If Not, Not is a self-portrait painting by Ronald Brooks Kitaj, an American British artist from 1975-76. The artwork features Kitaj holding a baby in bed and exhibits qualities that are post-Surrealist in nature. The piece is notable for its references to T.S. Eliot’s poem “The Waste Land.”
The painting holds specific significance as it marks the beginning of Kitaj’s series of works about the Holocaust–a Central theme throughout his later years. If Not, Not conveys a deep feeling of melancholy and despair through its complex style and haunting imagery, representing a significant contrast to the sentiments that characterized much of Pop Art from previous decades.
Uniquely illustrating his Jewish roots, Ronald Brooks Kitaj was an artist who spent much of his life in England fusing techniques such as collage with agitated brushstrokes of Abstract Expressionism–manifesting often with socio-political tones meant to spark emotion.

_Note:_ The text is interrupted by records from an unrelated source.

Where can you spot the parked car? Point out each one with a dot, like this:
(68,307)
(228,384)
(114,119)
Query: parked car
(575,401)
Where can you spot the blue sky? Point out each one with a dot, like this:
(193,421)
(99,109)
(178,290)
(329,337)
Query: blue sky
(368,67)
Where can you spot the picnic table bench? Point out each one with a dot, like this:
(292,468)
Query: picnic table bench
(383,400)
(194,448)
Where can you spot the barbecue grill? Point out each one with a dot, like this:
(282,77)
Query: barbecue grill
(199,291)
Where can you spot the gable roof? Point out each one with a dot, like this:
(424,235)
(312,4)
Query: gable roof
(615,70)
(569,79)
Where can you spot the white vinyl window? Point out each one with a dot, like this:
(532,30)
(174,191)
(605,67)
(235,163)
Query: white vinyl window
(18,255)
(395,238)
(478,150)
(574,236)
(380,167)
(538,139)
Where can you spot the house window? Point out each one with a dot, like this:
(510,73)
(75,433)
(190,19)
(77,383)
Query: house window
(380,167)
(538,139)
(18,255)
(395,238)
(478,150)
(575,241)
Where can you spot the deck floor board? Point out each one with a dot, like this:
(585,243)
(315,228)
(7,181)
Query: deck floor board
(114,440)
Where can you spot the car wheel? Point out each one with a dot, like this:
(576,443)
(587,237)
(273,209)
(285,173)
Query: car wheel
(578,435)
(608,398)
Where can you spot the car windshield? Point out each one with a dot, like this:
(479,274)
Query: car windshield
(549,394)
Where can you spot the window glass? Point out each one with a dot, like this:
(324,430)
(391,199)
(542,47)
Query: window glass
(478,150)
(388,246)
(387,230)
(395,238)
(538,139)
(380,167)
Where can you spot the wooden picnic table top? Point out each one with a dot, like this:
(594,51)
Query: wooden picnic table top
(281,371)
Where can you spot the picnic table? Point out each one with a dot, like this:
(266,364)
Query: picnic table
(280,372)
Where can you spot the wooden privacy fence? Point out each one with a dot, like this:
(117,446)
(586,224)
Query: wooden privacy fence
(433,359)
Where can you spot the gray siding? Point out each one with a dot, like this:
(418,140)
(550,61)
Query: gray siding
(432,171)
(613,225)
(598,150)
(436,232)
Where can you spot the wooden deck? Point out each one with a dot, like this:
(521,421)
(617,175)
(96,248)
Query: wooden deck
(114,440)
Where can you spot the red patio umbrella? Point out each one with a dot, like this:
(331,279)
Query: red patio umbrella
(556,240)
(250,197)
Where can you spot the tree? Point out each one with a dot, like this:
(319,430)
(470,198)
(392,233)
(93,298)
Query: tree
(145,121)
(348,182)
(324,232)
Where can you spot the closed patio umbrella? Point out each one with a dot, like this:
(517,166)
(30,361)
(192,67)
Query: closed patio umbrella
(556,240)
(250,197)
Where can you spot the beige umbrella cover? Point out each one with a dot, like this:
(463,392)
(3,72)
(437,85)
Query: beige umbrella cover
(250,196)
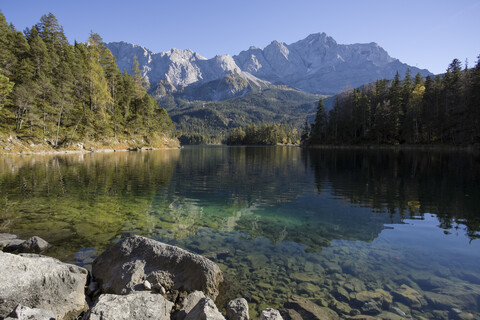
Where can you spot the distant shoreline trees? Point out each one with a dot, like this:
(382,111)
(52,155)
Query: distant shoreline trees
(263,134)
(56,93)
(444,109)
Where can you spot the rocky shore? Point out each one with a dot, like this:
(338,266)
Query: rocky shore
(140,278)
(15,145)
(137,278)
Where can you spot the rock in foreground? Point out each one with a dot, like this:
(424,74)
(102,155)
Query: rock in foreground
(237,309)
(139,306)
(26,313)
(124,267)
(41,282)
(205,310)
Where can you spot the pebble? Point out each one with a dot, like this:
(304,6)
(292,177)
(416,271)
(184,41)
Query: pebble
(147,285)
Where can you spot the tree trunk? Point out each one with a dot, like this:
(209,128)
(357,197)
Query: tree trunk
(58,125)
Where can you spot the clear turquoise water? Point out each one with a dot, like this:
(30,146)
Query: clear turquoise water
(279,221)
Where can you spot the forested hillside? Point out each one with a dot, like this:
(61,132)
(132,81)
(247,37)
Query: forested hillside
(444,109)
(200,122)
(57,94)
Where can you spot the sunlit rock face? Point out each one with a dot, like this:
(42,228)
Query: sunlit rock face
(316,64)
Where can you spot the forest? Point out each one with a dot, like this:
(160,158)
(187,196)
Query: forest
(55,93)
(263,134)
(443,109)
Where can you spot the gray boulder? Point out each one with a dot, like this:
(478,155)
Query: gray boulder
(33,245)
(9,242)
(124,267)
(139,306)
(41,282)
(205,310)
(237,309)
(270,314)
(189,303)
(26,313)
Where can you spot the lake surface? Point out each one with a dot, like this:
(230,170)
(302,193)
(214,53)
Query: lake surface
(358,231)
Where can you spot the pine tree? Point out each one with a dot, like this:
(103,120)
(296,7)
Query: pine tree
(320,125)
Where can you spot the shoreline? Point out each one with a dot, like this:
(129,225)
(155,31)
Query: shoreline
(16,146)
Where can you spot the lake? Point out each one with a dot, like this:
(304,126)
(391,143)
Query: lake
(376,232)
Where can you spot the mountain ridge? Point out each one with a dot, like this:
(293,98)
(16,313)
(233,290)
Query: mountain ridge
(316,64)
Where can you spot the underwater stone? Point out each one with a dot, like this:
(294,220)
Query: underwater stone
(382,298)
(307,309)
(205,309)
(26,313)
(270,314)
(341,294)
(237,309)
(409,296)
(147,285)
(371,308)
(341,307)
(189,303)
(33,245)
(139,306)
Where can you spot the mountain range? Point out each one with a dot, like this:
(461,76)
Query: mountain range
(316,64)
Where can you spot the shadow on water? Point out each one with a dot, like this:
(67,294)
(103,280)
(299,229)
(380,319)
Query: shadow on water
(332,226)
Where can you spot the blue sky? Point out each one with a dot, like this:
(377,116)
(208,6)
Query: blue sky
(427,34)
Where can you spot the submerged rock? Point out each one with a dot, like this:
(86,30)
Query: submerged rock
(139,306)
(309,310)
(33,245)
(41,282)
(270,314)
(124,267)
(9,242)
(26,313)
(205,309)
(237,309)
(189,303)
(409,296)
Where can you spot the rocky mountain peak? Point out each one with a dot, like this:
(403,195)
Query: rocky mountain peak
(316,64)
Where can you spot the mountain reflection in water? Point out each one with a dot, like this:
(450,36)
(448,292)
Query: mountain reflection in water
(400,228)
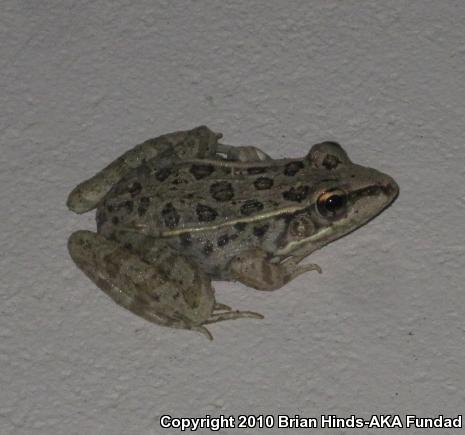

If not, not represents one such example where he successfully merged all three styles to convey his message meaningfully.
Kitaj’s influential work has been recognized by many institutions worldwide; it was also commissioned as a tapestry by the British Library which remains one of the largest ever known Dovecot tapestries. Overall If Not, Not continues to be acknowledged as an essential piece within contemporary art history even today–both for its complexity and how it highlights specific themes relative to intersectional topics still rampant worldwide today.